The vehicle sat exactly as they'd left it. Burnout scanned the ground with his low-light vision jacked up all the way. There were footprints all around the vehicle. He circled the Bison, but couldn't discern any booby traps. No hanging wires, no infrared detectors.
He stepped closer, and through the hole where the front door had been he could see the small note taped to the vehicle controls. Cautiously, he walked to the side of the vehicle, all his enhanced senses attuned.
"You notice any magic tricks on the vehicle?" he asked Lethe.
"No. There are no wards or magical traps of any kind."
He reached into the vehicle and gingerly pulled the note from the controls. And in the light of the just-rising moon, he read it.
"It's not over, Burnout. I've got your number. And some time, when you least expect it, I'm going to pay you a visit. You've got no cover, you've got no identity, you've got nowhere to run. Hide, if you think that will do you any good, but you've got to know I'll find you. When I do, Burnout, I promise, you'll die slowly. Circuit by circuit, synapse by synapse. You have no idea what you've done, and for that you have my pity. Still, pity won't save you, chummer.
"Until we meet again. By the way, tell Lethe hello. If I have my way, he'll burn in Hell right beside you for betraying the cause."
Burnout crumpled the note in his hand, rage boiling through him. But this rage was different from the hot anger he was used to. This was a cold hunger that would only be sated by Ryan's lifeless body bleeding at his feet.
Burnout stood in the moonshadow of the great pines, the dappled silver playing over the ground. "All right, Lethe. You're right. The Heart is no good to me, at least not without you, and Mercury isn't going to rest until we're both history. Tell me about this deal."
"It's simple really," the spirit said. "Though I think your hatred for this man is beginning to affect me. The deal is: you promise to help me take the Dragon Heart to Thayla, and I will deliver Ryan Mercury into your hands."
Burnout laughed. "What makes you think you can do what I can't?"
"Burnout, my friend, you do not know Mercury in the way I do. I have fought alongside him, I know his strengths and his weaknesses. I was there when he succumbed to the seductive power of the Dragon Heart and claimed it for himself. I knew then that he could never be trusted to carry the Heart to Thayla. Without that his life is forfeit to my goal."
"How do we defeat him?"
"Whenever you have faced him, you have confronted his strength.
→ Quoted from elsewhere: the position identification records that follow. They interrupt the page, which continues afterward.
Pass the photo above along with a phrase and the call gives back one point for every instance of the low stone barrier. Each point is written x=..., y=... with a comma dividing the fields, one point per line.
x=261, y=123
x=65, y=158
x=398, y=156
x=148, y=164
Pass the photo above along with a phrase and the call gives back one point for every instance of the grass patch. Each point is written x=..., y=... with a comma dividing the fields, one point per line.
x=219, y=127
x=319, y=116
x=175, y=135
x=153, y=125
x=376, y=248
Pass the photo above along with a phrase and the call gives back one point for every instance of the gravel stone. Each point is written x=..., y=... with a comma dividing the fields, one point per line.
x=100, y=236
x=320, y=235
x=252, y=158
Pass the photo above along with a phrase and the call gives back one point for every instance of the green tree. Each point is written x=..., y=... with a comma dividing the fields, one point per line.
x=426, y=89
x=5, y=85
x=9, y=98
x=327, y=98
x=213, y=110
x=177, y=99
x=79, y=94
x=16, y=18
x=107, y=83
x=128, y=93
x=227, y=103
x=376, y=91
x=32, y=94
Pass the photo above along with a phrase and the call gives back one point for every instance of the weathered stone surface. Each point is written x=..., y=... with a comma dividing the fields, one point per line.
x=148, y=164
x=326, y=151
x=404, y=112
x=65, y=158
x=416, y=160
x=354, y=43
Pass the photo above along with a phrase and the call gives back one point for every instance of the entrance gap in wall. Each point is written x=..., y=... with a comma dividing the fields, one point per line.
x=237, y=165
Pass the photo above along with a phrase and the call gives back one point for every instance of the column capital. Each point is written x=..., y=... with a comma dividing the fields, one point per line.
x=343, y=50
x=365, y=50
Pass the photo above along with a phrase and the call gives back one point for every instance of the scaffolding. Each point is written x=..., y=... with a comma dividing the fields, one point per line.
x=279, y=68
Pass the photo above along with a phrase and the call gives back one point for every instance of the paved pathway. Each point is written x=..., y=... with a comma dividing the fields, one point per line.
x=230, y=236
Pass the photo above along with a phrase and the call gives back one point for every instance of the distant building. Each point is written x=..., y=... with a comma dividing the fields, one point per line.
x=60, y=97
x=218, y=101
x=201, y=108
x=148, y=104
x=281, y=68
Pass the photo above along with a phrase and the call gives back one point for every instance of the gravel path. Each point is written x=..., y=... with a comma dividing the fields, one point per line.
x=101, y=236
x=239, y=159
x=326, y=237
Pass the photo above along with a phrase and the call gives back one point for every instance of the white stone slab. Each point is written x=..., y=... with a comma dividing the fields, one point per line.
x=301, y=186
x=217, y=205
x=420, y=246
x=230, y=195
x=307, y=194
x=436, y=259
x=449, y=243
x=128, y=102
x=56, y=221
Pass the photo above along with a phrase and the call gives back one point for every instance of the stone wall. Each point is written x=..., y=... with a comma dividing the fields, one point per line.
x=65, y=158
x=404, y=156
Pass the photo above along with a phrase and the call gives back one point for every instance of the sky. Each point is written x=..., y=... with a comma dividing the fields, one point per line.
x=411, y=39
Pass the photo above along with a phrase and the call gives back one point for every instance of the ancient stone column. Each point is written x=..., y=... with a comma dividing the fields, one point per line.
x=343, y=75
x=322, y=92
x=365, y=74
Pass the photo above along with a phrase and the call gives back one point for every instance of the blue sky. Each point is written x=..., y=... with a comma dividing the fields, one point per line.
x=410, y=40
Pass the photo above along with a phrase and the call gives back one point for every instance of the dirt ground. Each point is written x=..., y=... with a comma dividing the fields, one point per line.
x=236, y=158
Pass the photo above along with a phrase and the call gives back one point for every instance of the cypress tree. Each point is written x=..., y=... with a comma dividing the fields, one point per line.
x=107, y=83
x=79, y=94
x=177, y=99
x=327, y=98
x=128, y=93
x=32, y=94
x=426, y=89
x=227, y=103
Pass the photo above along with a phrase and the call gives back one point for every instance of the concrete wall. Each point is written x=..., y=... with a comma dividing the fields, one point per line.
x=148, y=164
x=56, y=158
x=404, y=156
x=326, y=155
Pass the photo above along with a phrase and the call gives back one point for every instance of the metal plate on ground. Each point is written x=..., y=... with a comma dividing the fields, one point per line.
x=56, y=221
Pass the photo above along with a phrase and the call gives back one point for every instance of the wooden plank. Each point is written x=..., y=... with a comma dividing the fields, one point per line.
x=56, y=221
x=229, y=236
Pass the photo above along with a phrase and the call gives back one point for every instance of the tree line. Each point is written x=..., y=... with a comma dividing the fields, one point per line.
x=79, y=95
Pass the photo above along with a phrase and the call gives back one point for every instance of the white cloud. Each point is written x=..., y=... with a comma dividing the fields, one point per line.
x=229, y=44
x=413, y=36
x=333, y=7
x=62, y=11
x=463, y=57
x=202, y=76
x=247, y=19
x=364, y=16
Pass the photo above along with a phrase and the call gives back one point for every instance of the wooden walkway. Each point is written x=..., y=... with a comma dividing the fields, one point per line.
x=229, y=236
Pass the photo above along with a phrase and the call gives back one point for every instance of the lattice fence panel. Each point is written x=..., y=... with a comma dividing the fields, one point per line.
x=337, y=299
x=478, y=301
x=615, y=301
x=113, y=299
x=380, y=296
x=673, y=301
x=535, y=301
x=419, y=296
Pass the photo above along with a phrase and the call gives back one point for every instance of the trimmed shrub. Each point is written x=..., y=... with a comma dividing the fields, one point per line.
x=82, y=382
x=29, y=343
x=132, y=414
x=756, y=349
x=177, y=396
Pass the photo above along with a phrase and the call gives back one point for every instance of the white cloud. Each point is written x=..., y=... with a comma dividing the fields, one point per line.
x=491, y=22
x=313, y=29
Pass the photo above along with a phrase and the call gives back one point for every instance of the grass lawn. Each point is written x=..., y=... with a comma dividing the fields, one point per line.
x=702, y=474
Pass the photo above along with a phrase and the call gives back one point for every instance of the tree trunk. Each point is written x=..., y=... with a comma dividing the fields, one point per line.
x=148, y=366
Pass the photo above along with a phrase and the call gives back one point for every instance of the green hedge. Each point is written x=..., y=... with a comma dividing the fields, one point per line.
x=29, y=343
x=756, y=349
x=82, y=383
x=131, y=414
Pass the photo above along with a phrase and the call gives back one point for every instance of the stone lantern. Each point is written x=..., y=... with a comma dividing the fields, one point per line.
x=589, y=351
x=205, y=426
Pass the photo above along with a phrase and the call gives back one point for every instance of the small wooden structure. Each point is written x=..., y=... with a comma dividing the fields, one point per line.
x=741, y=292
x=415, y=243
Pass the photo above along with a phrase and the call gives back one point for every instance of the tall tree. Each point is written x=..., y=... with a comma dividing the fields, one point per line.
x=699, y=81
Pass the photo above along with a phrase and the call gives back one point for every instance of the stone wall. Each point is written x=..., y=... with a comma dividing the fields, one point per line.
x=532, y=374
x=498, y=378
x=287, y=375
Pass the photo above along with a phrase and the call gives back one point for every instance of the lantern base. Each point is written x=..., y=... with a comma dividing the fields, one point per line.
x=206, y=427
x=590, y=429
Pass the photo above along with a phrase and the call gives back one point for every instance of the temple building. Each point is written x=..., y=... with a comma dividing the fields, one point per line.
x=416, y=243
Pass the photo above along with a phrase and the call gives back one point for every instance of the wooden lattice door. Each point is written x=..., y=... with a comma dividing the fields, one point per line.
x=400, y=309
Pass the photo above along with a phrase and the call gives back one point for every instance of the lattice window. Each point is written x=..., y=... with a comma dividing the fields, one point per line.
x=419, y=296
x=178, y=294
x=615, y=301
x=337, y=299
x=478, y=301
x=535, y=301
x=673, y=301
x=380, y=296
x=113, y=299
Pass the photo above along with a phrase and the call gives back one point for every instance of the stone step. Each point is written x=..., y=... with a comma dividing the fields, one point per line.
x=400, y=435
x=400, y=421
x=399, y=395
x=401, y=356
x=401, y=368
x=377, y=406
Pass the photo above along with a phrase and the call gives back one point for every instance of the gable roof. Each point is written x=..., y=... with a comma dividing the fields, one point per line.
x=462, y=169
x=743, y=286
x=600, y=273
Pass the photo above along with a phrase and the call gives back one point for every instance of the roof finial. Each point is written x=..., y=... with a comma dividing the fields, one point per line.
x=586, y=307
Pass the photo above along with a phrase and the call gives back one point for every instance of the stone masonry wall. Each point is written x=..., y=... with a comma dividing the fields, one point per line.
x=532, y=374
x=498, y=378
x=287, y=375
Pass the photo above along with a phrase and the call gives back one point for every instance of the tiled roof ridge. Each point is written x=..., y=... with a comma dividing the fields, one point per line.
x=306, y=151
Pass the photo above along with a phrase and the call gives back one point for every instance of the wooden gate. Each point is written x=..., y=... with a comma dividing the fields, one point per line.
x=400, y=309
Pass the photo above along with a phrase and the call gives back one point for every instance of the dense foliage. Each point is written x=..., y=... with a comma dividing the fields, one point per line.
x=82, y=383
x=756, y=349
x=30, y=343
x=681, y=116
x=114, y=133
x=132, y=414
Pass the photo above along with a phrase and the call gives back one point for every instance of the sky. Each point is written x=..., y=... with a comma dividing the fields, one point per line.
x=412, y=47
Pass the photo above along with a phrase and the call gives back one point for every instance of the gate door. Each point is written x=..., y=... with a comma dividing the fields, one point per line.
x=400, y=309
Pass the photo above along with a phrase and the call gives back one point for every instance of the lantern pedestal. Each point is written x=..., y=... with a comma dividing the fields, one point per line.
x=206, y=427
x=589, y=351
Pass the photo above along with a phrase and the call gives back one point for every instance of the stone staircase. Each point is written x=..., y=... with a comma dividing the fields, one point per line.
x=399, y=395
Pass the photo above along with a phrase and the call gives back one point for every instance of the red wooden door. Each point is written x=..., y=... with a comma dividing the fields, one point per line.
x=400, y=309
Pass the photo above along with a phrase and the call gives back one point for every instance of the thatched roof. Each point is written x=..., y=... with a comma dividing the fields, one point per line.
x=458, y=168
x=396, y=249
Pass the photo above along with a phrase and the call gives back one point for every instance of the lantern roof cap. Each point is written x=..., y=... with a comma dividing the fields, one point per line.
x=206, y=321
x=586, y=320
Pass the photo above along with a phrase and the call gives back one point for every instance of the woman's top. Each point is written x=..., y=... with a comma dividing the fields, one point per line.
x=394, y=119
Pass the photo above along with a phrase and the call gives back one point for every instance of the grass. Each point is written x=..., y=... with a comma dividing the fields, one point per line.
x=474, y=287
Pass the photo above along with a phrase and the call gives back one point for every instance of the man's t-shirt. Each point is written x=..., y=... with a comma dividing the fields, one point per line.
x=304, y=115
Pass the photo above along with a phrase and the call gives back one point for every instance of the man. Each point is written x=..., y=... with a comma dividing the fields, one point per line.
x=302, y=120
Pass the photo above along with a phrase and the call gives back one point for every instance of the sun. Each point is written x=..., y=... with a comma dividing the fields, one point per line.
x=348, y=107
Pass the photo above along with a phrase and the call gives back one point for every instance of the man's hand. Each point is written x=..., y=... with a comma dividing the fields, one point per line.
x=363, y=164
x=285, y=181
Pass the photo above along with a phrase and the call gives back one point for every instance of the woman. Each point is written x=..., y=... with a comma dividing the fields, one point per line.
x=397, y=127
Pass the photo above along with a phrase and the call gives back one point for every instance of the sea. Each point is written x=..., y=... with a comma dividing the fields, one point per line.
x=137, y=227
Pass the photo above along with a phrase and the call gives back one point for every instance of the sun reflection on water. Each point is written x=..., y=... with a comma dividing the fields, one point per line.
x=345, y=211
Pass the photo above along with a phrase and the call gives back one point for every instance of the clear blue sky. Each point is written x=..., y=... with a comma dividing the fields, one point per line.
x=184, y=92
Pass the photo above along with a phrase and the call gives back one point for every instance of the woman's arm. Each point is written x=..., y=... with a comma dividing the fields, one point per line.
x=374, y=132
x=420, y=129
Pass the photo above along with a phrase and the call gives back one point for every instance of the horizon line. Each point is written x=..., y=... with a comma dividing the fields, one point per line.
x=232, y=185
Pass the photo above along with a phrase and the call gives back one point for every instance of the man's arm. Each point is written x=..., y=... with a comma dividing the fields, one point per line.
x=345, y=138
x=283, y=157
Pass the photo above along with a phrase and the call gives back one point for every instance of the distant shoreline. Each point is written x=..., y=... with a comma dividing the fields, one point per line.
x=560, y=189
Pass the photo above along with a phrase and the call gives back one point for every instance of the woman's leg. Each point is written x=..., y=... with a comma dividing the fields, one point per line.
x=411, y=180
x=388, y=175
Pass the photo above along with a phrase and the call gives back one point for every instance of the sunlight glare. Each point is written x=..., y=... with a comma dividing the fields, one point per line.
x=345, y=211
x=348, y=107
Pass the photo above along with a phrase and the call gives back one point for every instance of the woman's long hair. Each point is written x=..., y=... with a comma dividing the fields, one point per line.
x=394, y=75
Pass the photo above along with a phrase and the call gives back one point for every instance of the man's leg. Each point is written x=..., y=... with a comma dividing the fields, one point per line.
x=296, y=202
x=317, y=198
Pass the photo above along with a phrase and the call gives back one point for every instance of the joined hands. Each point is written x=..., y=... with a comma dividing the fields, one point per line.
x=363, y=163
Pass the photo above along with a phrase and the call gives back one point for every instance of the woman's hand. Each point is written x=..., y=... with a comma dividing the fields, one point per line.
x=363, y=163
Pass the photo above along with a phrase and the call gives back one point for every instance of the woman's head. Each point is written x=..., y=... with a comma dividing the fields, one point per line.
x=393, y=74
As much as I dislike the idea, it's time to confront him where he is the weakest."
"And just where would that be? As far as I can tell, Ryan Mercury doesn't have any weaknesses."
"In the sprawl named Washington FDC there lives a woman named Nadja Daviar. She is Mercury's one weakness. If you have her, then you have him."
Burnout's laughter carried in the night air, and all around the Bison the woods were deathly still. "Deal!"